The resolution raised the possibility of the imposition of sanctions if either side fails to abide by it.
Secretary of State George P. Shultz pronounced himself "delighted" with the action, and although Iran boycotted the session and has indicated repeatedly in recent days that it would ignore any U.N. action, Shultz cautioned against "snap judgments" on what the Ayatollah Ruhollah Khomeini's government would do.
Iranian Gets Official Copy
Iran's delegate to the United Nations, Said Rajaie-Khorassani, came to the office of Secretary General Javier Perez de Cuellar later to receive an official copy of the resolution. Pursued to the basement garage of the U.N. headquarters building by reporters and camera crews, the Iranian said he will comment on his government's view at a news conference today.
Monday's session was unusual in that all five permanent members of the council--the United States, the Soviet Union, Britain, France and China--joined in sponsoring the resolution, placing the United States and the Soviet Union in the rare position of being on the same side of an issue.
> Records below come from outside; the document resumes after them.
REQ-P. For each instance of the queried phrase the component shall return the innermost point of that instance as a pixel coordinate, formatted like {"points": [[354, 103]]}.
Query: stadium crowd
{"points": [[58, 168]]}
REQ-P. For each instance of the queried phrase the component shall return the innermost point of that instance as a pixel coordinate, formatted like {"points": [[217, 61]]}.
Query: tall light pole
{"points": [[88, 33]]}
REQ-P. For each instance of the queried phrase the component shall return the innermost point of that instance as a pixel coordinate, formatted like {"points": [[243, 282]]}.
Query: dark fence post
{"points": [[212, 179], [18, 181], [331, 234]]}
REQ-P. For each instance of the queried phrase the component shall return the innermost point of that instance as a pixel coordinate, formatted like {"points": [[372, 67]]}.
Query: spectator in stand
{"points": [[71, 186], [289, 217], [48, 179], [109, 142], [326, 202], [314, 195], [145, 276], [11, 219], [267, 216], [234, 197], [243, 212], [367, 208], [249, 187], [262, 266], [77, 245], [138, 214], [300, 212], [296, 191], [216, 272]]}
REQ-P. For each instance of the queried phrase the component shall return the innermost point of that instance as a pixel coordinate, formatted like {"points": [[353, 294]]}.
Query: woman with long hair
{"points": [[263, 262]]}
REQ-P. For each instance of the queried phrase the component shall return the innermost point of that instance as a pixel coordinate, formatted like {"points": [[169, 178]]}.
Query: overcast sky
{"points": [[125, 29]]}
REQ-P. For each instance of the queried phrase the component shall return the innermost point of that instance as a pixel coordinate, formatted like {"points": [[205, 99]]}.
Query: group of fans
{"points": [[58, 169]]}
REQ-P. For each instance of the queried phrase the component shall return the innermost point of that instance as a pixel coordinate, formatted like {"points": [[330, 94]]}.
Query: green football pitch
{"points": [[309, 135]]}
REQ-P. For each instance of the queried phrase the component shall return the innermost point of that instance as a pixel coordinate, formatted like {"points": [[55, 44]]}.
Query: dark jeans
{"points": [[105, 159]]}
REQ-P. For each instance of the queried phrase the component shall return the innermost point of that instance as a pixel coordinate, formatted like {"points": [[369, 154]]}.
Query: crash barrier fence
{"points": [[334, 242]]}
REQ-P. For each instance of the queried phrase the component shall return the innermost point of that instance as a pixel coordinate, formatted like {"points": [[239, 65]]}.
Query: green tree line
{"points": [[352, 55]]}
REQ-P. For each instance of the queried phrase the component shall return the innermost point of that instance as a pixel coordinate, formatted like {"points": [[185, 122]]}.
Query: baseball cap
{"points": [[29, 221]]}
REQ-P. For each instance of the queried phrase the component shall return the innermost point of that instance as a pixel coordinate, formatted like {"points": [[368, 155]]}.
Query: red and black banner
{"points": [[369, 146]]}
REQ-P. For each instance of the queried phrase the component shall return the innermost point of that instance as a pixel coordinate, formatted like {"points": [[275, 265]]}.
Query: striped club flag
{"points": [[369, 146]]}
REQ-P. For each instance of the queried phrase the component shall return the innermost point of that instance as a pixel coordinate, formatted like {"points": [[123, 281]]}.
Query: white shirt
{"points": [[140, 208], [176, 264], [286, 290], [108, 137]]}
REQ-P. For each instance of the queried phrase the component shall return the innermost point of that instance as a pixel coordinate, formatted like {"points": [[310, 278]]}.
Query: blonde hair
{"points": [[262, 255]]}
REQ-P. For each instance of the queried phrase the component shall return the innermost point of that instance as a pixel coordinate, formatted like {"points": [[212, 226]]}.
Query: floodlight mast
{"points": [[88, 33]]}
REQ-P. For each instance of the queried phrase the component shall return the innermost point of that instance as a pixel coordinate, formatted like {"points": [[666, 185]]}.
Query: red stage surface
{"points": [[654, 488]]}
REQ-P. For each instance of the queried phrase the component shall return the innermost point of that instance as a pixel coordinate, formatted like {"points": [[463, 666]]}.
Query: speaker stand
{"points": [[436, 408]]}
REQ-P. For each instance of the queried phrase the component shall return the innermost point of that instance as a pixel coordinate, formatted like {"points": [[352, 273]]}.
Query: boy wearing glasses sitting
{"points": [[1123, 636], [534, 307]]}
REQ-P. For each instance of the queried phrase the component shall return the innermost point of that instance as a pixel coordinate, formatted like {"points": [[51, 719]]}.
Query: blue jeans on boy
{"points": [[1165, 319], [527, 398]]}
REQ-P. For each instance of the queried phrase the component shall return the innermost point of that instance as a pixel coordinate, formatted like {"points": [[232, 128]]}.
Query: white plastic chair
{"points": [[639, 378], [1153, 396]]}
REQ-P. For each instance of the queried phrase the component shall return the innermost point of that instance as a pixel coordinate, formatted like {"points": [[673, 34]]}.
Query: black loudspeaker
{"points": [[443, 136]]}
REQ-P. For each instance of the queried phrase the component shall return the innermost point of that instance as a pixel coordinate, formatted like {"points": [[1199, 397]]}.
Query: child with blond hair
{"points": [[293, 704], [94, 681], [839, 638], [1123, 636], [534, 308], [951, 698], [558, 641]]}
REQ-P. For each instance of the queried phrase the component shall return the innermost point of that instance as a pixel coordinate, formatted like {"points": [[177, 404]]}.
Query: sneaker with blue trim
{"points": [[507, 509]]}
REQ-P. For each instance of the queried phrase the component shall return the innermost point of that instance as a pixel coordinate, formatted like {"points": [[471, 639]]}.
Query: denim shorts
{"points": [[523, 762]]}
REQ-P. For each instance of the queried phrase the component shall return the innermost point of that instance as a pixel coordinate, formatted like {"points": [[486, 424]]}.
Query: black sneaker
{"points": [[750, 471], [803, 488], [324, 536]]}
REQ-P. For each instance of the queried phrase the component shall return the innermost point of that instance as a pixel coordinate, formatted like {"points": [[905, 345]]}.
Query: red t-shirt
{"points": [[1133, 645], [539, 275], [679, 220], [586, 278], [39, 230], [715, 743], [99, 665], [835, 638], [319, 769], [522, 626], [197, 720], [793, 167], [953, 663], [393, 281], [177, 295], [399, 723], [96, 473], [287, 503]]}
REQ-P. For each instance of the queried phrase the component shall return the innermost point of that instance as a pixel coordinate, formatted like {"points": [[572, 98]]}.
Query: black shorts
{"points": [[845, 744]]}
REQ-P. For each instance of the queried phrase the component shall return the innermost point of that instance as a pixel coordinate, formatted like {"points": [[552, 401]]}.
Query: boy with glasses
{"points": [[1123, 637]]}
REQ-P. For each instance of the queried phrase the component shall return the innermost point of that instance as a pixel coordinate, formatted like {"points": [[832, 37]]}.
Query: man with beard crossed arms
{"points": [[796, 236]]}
There was also an unusual display of diplomatic weight, with seven foreign ministers attending the debate.
"The international community has joined together today (Monday) to say, 'Enough! Stop the war! Now!' " Shultz said.
The Security Council resolution comes after more than two months of diplomacy to end a war that has already killed or wounded more than 1 million since it began in September, 1980, and now poses the danger of directly involving the United States. The Reagan Administration is expected to begin providing U.S. Navy escorts this week to Kuwaiti oil tankers flying U.S. flags.
The resolution orders a cease-fire "on land, at sea and in the air" in the war as a first step toward a settlement to be mediated by Perez de Cuellar. It also requires a supervised withdrawal of all forces to internationally recognized borders "without delay."
Perez de Cuellar said after the vote that, if the truce took hold, he would send U.N. observers to the front as soon as possible.
"Conscious of the urgency inherent in this resolution, I intend to enter into consultations with the parties as soon as this meeting concludes," he added.
The Security Council has adopted seven resolutions in six years dealing with various aspects of the war. Included were repeated cease-fire calls that Iraq accepted and Iran rejected.
Possibility of Sanctions
What sets this resolution apart is a statement in its preamble that the council is acting under provisions of the U.N. Charter that include the option of imposing sanctions "to maintain or restore international peace and security."
In the resolution's final operative paragraph, the council decides "to meet again as necessary to consider further steps to ensure compliance with this resolution," but does not set a date.
After passage of the resolution, the White House issued a statement in Washington saying, "The Security Council's firm action offers a rare opportunity for a reduction of tensions and a just peace in this vital area of the world. We must not let that opportunity slip away.
"We hope that both countries will comply with the Security Council's cease-fire and withdrawal order."
Talking to reporters after the nearly three-hour session, Shultz emphasized that the measure adopted had been drafted by all five of the permanent members of the council. It included, he said, several provisions which friends of Iran among the 10 non-permanent members had sought to include.
Among such clauses in the resolution is one that directs Perez de Cuellar to explore establishment of a fact-finding body to determine responsibility for the conflict. Iran has denounced the council in the past for failing to label Iraq as the original aggressor.
Foreign Minister Ali Akbar Velayati said Sunday that Iran would ignore any U.N. resolution that did not name Iraq, which began the war with an invasion, as the aggressor. And Monday, Tehran's official Islamic Republic News Agency quoted President Ali Khamenei as saying the U.N. effort was worthless.
Addressing the council before its vote, Shultz declared:
"My government is determined that this mandatory resolution not become an empty effort, casting doubt on the efficacy of the United Nations as an organization for peace. We hope and trust that today's decision will be honored. At the same time, we also support the decisive application of enforcement measures should either or both parties reject the call of this body."
Asked later about the prospects for adoption of sanctions if necessary to enforce the resolution, Shultz replied, "We are quite prepared to discuss that."